Six years later, Moore’s dream has come true, and she couldn’t be happier. She was hired in summer 2021 to become the coordinator for the new TBI Middle College program offered in Hutto, and is providing high school juniors and seniors with the same mentoring that she valued as a TBI student.
TBI students love having Moore around because many of them can relate to her. A native of Killeen, Moore was the first in her family to graduate from college.
“At the time I applied for the TBI program, all three of my siblings had started college but never finished,” she said.
Moore said she applied for the TBI program because she thought it would help her prepare for – and successfully complete – college. But she said it wasn’t easy in the beginning.
“I was very insecure my first semester,” she said. “I felt surrounded by all these geniuses and I was afraid to ask questions.”
Moore finally did get up the nerve to ask questions, and also picked up a lot of good tips from her TBI instructors.
“TBI was a great program for me,” Moore said. “It was the first time I had an advisor – someone who told me I could go to college and here’s how to do it. By the time I went to college I was in the habit of being a college student.”
Moore originally thought she wanted to become a doctor, but after hearing doctors speak to her TBI class, she decided medicine wasn’t for her after all.

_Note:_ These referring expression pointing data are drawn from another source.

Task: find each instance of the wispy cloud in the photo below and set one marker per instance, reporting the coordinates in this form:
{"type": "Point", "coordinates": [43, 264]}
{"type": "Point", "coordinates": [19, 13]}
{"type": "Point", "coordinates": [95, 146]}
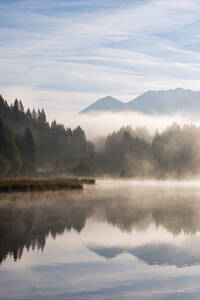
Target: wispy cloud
{"type": "Point", "coordinates": [96, 47]}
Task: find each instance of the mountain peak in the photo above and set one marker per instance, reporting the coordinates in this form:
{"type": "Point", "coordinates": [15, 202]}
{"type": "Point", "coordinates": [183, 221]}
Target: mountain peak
{"type": "Point", "coordinates": [160, 102]}
{"type": "Point", "coordinates": [107, 103]}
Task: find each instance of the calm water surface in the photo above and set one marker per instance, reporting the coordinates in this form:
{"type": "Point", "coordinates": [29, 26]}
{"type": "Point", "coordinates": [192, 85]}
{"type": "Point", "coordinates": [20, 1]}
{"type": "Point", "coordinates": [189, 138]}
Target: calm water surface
{"type": "Point", "coordinates": [116, 240]}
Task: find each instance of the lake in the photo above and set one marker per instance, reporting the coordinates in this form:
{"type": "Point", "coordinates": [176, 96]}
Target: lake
{"type": "Point", "coordinates": [115, 240]}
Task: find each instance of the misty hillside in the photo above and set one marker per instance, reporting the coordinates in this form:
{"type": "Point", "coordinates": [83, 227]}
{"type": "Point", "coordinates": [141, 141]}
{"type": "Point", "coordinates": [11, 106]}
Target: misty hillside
{"type": "Point", "coordinates": [163, 102]}
{"type": "Point", "coordinates": [105, 104]}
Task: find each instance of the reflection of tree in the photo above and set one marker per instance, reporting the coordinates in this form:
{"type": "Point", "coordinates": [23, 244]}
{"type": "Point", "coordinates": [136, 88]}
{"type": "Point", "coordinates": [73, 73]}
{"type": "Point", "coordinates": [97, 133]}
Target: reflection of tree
{"type": "Point", "coordinates": [27, 223]}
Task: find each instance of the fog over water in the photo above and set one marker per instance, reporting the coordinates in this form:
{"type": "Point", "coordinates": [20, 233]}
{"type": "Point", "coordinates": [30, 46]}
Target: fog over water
{"type": "Point", "coordinates": [114, 240]}
{"type": "Point", "coordinates": [103, 123]}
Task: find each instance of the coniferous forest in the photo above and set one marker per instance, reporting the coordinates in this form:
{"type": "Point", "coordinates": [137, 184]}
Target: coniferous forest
{"type": "Point", "coordinates": [30, 146]}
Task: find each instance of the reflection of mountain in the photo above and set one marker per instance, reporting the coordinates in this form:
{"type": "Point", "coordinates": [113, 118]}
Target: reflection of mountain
{"type": "Point", "coordinates": [154, 254]}
{"type": "Point", "coordinates": [27, 222]}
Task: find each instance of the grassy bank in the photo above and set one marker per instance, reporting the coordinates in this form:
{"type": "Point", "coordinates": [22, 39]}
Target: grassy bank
{"type": "Point", "coordinates": [51, 184]}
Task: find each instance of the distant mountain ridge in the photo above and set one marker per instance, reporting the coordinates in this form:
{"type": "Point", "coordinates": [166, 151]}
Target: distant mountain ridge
{"type": "Point", "coordinates": [150, 102]}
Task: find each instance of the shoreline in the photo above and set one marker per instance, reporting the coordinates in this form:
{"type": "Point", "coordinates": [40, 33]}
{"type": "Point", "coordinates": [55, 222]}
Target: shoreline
{"type": "Point", "coordinates": [46, 184]}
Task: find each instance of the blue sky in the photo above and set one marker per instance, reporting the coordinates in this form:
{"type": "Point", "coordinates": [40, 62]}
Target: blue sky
{"type": "Point", "coordinates": [65, 54]}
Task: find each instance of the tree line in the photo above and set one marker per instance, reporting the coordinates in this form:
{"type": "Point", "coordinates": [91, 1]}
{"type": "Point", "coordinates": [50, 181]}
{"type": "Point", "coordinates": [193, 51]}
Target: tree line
{"type": "Point", "coordinates": [30, 146]}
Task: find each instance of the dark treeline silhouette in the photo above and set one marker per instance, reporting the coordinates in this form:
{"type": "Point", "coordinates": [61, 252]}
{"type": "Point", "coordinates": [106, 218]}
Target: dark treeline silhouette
{"type": "Point", "coordinates": [26, 220]}
{"type": "Point", "coordinates": [29, 145]}
{"type": "Point", "coordinates": [135, 153]}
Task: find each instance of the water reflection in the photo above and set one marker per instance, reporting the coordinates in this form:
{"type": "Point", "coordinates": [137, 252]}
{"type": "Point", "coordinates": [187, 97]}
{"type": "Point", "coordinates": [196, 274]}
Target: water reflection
{"type": "Point", "coordinates": [26, 220]}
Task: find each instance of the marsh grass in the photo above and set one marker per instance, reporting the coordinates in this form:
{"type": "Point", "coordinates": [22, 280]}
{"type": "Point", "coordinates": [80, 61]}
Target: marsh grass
{"type": "Point", "coordinates": [50, 184]}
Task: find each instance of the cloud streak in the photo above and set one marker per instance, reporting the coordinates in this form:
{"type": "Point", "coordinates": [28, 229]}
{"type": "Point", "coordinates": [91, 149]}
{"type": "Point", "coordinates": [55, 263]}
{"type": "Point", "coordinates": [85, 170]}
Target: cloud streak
{"type": "Point", "coordinates": [90, 47]}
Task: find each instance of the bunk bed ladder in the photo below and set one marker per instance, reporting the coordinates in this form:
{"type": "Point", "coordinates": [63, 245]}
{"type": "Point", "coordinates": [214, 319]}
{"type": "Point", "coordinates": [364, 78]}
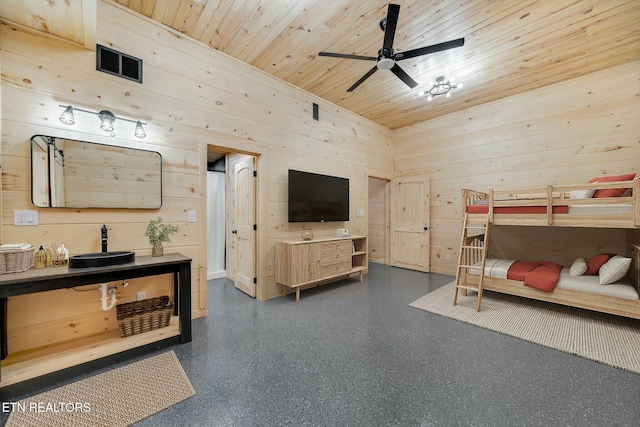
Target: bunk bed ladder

“I’m really glad I learned that in TBI rather than six years down the road in medical school,” she said.
Instead, Moore learned what she really had a passion for – education. As part of her TBI program, she tutored students in a remedial math class at Bonham Middle School every Friday.
“Those students reminded me of myself at their age,” Moore said.
Moore got accepted at The University of Texas, and majored in education. “I didn’t necessarily want to teach but I knew I wanted to work with students,” she said. “Now I get to do what I love – help students become what they want to be. It’s nice to be that person who can say to students ‘Hey, I was once in your shoes − here’s how you can do it.’”
Moore said she is very excited about the new TBI program in Hutto.
“TBI opened so many doors for me,” she said. “I have a network of friends who are doing amazing things.”